フランスは、シャルル・ド・ゴールが「統治不可能な246種類のチーズの国」と評したかもしれないが、そのうちの1つだけが、フィットネス愛好家やソーシャルメディアのインフルエンサーの心を掴んだと主張できる。わずか数週間で、カンコワイヨット(発音はコンクワイヨット)の噂は、筋肉を溶かしたりコレステロールを急上昇させたりせずにチーズを食べたい人々の間に広まった。ほとんどのチーズとは異なり、カンコワイヨットは低脂肪、高タンパク、安価で、最近までフランシュ=コンテ地方以外ではニッチな製品だった。

ジュリー・モラン氏は、ブザンソン近郊のポワトレイ・ラ・ベル・エトワール・フロマジュリーの所長であり、カンコワイヨット振興協会の会長でもある。彼女は、突然の需要に自分と地域の22のカンコワイヨット生産者が驚いたと語った。「過去7年間、カンコワイヨットの売上は緩やかに伸びていましたが、インフルエンサーが大きなブームを引き起こし、予想外でした」と、約150年前に設立されたフロマジュリーを見学中にモラン氏は語った。「チーズへの新たな熱意と5月の祝日が重なり、通常通り生産できず、少し不足しましたが、取り戻しています。」

売上の急増は、特に健康とフィットネスを促進するソーシャルメディアのインフルエンサーがこのチーズを発見した結果である。TikTokで150万人のフォロワーを持つコンテンツクリエイターのヨハン・パプス氏は、カンコワイヨットを味わったとき「人生最高の日」だったと語り、「私の食生活は永遠に変わった」と付け加えた。
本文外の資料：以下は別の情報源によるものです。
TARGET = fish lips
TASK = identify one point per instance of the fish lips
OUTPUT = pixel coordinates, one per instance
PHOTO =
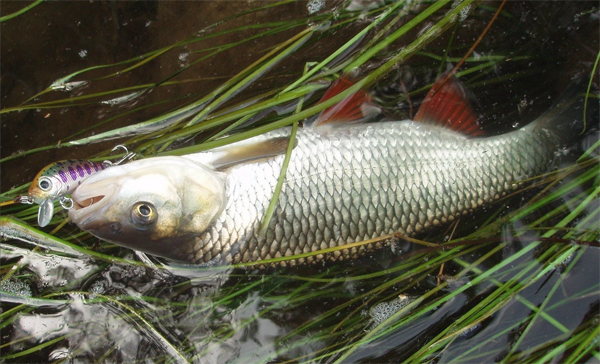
(90, 201)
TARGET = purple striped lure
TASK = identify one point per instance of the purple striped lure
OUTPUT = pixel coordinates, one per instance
(59, 179)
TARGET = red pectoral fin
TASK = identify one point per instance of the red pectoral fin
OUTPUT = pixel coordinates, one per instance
(446, 104)
(354, 108)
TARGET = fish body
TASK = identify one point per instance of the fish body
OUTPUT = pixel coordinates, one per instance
(343, 185)
(57, 180)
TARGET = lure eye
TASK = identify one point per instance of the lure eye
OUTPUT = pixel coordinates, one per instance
(45, 184)
(143, 213)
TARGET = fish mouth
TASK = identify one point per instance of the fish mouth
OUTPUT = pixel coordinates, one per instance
(90, 201)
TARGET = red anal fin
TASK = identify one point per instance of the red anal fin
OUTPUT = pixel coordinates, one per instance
(356, 107)
(446, 105)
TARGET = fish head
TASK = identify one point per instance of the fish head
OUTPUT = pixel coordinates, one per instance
(156, 205)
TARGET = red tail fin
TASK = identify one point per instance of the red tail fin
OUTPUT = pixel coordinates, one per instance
(355, 107)
(446, 104)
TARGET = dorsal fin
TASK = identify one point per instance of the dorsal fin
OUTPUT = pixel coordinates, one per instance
(446, 104)
(247, 151)
(354, 108)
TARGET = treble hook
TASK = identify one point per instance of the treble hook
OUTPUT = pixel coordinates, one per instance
(128, 155)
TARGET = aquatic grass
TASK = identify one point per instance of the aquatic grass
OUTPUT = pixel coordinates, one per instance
(497, 266)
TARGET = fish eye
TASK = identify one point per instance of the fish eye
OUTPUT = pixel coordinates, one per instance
(143, 213)
(45, 184)
(115, 227)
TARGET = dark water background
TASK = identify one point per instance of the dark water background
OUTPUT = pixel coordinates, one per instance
(55, 39)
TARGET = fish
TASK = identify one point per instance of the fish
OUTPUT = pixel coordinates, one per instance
(59, 179)
(346, 183)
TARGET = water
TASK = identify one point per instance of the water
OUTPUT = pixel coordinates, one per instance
(62, 305)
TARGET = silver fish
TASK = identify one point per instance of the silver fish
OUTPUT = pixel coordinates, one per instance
(343, 185)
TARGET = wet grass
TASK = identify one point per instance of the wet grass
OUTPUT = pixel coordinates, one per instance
(498, 289)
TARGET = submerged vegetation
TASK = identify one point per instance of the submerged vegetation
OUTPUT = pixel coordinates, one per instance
(516, 282)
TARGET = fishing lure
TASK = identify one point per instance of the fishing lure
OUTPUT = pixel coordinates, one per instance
(59, 179)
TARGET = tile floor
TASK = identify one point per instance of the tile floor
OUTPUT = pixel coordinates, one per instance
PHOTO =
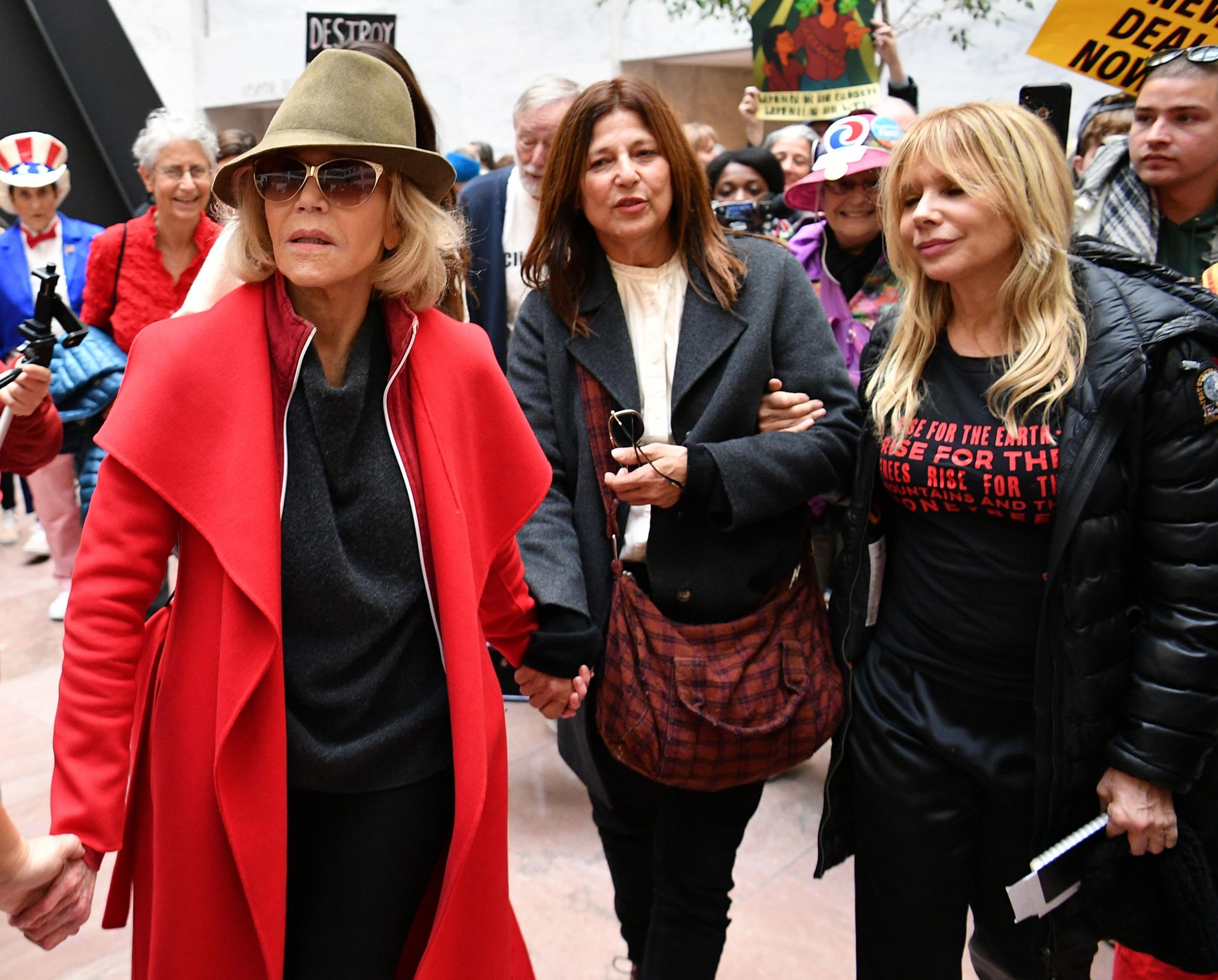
(785, 923)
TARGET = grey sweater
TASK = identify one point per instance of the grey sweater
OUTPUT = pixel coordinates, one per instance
(366, 694)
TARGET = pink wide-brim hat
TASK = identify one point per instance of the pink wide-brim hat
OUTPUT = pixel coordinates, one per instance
(805, 194)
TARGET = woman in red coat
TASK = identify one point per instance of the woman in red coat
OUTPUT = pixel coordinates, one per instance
(303, 760)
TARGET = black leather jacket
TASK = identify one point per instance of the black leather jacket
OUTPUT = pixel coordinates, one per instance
(1127, 662)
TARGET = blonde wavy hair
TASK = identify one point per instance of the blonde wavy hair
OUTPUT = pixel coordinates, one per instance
(1009, 159)
(417, 271)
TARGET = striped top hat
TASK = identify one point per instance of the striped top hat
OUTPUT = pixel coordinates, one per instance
(32, 160)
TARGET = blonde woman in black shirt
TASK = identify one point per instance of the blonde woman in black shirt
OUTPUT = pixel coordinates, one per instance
(1028, 596)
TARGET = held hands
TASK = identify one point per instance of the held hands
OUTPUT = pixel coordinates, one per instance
(33, 867)
(27, 393)
(647, 484)
(1142, 810)
(62, 910)
(554, 697)
(787, 412)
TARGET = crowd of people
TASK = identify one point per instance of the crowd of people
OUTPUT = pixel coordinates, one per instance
(925, 367)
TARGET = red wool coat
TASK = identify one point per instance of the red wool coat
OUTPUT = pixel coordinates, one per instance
(195, 459)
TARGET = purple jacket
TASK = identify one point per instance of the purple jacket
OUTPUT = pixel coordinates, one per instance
(851, 320)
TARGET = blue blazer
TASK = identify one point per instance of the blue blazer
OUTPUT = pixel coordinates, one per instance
(484, 203)
(16, 291)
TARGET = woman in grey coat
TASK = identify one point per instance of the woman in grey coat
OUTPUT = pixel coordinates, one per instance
(636, 283)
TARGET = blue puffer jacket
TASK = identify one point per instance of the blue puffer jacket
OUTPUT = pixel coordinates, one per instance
(84, 381)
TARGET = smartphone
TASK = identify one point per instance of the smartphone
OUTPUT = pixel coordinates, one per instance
(1051, 104)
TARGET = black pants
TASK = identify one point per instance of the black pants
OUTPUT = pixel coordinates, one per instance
(943, 789)
(9, 493)
(359, 867)
(670, 854)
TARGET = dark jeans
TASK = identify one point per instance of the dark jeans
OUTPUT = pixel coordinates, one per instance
(670, 854)
(359, 867)
(9, 493)
(943, 789)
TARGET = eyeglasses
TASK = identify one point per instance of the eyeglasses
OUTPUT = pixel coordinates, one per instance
(1202, 54)
(849, 187)
(346, 183)
(627, 432)
(176, 173)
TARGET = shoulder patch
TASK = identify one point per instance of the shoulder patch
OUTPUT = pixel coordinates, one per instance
(1207, 395)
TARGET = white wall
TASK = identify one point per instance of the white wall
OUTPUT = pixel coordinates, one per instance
(474, 57)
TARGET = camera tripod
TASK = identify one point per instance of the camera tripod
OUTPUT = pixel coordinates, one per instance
(39, 346)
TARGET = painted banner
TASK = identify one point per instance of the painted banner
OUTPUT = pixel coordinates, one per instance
(814, 59)
(1110, 40)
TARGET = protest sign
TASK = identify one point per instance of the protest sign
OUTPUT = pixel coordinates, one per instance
(1110, 40)
(814, 59)
(325, 31)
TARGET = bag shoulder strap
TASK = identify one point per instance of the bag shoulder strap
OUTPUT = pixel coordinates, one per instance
(118, 268)
(597, 407)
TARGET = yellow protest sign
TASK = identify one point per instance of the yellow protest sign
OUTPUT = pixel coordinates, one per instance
(814, 59)
(1110, 40)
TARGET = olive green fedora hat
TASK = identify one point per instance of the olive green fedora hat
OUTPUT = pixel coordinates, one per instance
(355, 105)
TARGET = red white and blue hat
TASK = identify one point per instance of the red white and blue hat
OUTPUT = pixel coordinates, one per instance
(33, 160)
(856, 143)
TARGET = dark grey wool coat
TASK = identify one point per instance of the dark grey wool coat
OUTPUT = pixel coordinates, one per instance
(707, 564)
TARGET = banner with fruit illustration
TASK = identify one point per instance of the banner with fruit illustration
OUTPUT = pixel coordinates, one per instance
(814, 59)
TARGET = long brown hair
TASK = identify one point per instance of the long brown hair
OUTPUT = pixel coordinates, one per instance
(424, 122)
(562, 255)
(451, 301)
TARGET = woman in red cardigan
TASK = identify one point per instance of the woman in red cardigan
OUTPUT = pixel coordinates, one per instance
(303, 760)
(139, 272)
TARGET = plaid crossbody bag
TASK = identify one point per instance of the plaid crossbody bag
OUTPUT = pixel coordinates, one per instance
(714, 705)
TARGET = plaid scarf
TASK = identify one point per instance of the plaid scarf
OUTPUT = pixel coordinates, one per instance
(1129, 212)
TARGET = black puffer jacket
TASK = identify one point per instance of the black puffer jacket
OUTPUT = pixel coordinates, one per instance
(1127, 664)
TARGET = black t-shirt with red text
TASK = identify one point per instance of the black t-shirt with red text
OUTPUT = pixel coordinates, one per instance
(968, 511)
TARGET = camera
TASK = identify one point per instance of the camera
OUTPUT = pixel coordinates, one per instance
(748, 216)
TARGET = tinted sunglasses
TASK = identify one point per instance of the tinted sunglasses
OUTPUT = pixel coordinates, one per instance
(1200, 55)
(346, 183)
(627, 433)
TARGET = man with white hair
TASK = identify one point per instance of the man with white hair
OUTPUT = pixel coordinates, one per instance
(501, 208)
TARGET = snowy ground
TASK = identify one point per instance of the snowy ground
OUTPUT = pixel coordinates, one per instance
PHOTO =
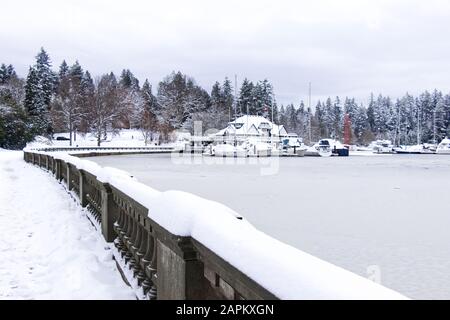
(369, 213)
(48, 248)
(124, 138)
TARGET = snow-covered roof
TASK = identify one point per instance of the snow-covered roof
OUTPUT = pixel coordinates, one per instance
(252, 126)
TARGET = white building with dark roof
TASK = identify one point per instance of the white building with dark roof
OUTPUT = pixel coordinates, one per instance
(255, 127)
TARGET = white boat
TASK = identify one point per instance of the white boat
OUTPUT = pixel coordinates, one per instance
(320, 149)
(444, 147)
(257, 149)
(228, 150)
(416, 149)
(382, 146)
(293, 147)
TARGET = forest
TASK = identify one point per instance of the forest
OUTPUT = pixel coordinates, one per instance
(70, 99)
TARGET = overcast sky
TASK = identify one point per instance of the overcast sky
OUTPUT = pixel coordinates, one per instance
(345, 48)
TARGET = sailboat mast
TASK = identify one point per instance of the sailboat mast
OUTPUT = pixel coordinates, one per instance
(309, 112)
(418, 125)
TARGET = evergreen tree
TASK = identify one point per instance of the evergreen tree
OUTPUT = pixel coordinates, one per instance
(39, 89)
(246, 101)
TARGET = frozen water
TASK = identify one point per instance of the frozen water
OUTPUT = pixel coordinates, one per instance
(386, 213)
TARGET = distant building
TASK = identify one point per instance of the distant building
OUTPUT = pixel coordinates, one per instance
(254, 127)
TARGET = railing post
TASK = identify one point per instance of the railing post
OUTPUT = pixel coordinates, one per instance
(180, 274)
(83, 199)
(58, 169)
(69, 178)
(109, 213)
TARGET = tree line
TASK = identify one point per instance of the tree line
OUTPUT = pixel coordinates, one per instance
(71, 100)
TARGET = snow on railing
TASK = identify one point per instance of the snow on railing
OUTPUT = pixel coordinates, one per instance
(175, 245)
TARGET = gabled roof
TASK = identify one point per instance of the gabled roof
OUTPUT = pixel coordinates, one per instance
(252, 125)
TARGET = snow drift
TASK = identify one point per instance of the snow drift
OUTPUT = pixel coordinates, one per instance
(282, 269)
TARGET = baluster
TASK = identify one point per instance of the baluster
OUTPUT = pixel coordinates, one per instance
(146, 261)
(140, 253)
(118, 228)
(132, 241)
(129, 237)
(151, 270)
(125, 233)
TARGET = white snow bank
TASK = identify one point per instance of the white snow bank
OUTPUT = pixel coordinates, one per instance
(48, 249)
(283, 270)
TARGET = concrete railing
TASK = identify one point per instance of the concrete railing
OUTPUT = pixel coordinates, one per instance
(173, 245)
(106, 151)
(163, 265)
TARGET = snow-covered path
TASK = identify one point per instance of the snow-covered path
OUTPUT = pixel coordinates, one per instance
(48, 248)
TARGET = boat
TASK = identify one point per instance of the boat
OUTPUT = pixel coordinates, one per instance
(382, 146)
(320, 149)
(444, 147)
(227, 150)
(293, 147)
(327, 148)
(257, 148)
(416, 149)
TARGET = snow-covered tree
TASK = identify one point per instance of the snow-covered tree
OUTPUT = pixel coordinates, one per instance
(38, 93)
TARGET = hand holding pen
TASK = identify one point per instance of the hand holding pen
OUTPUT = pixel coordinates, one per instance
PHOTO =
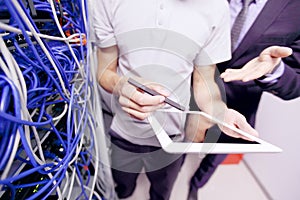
(136, 101)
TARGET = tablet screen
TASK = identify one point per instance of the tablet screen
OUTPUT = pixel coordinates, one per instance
(197, 140)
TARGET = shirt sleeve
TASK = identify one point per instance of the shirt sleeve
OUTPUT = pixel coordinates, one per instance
(102, 23)
(218, 46)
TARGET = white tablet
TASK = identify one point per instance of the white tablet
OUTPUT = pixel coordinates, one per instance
(170, 146)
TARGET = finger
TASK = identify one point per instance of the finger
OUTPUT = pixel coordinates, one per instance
(144, 99)
(244, 126)
(158, 88)
(140, 98)
(136, 114)
(258, 71)
(277, 51)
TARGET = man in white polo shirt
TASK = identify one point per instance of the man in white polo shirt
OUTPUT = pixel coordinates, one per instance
(160, 43)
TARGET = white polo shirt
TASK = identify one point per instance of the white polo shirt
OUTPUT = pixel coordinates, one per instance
(161, 41)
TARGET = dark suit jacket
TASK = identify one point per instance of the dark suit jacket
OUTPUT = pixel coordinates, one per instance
(277, 24)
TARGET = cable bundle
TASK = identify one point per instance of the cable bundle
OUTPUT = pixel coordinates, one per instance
(47, 127)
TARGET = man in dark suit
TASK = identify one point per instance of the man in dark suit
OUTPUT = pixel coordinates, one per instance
(276, 23)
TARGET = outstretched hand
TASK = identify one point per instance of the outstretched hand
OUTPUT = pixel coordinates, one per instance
(264, 64)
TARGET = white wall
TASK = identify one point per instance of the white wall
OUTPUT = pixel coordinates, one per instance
(278, 122)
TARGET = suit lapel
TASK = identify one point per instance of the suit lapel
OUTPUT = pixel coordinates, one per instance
(263, 21)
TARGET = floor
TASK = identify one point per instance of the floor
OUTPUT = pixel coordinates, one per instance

彼は「まずい」ジャガイモの皿にチーズの容器を注ぎながら、「こんなに美味しい溶けたチーズにほとんど脂肪がないなんて、科学的にどういうことだ?これを食べても、これがあるんだ」と言い、Tシャツをまくって腹筋を見せた。インフルエンサーのItscindyoffは、カンコワイヨットを称賛するTikTok動画を178本作成し、できるだけ多くのフレーバーを購入するために500km離れたフランシュ=コンテまで旅した。

このチーズには独自の早食い競争まである。昨年の優勝者マクシミリアン・ルヴェルションは、フランシュ=コンテのラリアン=エ=ミュナンで、パンやビスケットなしで1.75kgを平らげた。その粘り気から地元の人々に「接着剤」と呼ばれることもあるカンコワイヨットの歴史は、ジュラ山脈の中世にまで遡ると言われている。第一次世界大戦頃に生産が始まり、前線の兵士たちに人気となった。メトンから作られる。メトン自体は、バターやクリーム、他のチーズを作るためにすべての脂肪を取り除いた脱脂牛乳から作られる発酵チーズである。残ったメトンは無脂肪で、凝固、乾燥、熟成され、味のほとんどない崩れやすいチーズの塊のようになる。カンコワイヨットを作るには、メトンを工業用圧力鍋で高温で溶かし、バターと塩を加えて滑らかでほぼ液体の、より風味豊かなチーズにする。

タマネギ、エシャロット、マッシュルーム、ニンニクがカンコワイヨットに加えられることが多い。出来上がったチーズは高タンパクで、加えるバターの量にもよるが、脂肪分は7〜15gである。比較すると、熟成チェダーは約35%、エダムは25%、ブルーチーズは28%未満の脂肪分である。2022年、EUはカンコワイヨットをIGP(特定の地理的製品)として認め、メトンの原料となる牛乳は特定の地域内で生産されなければならないと定めた。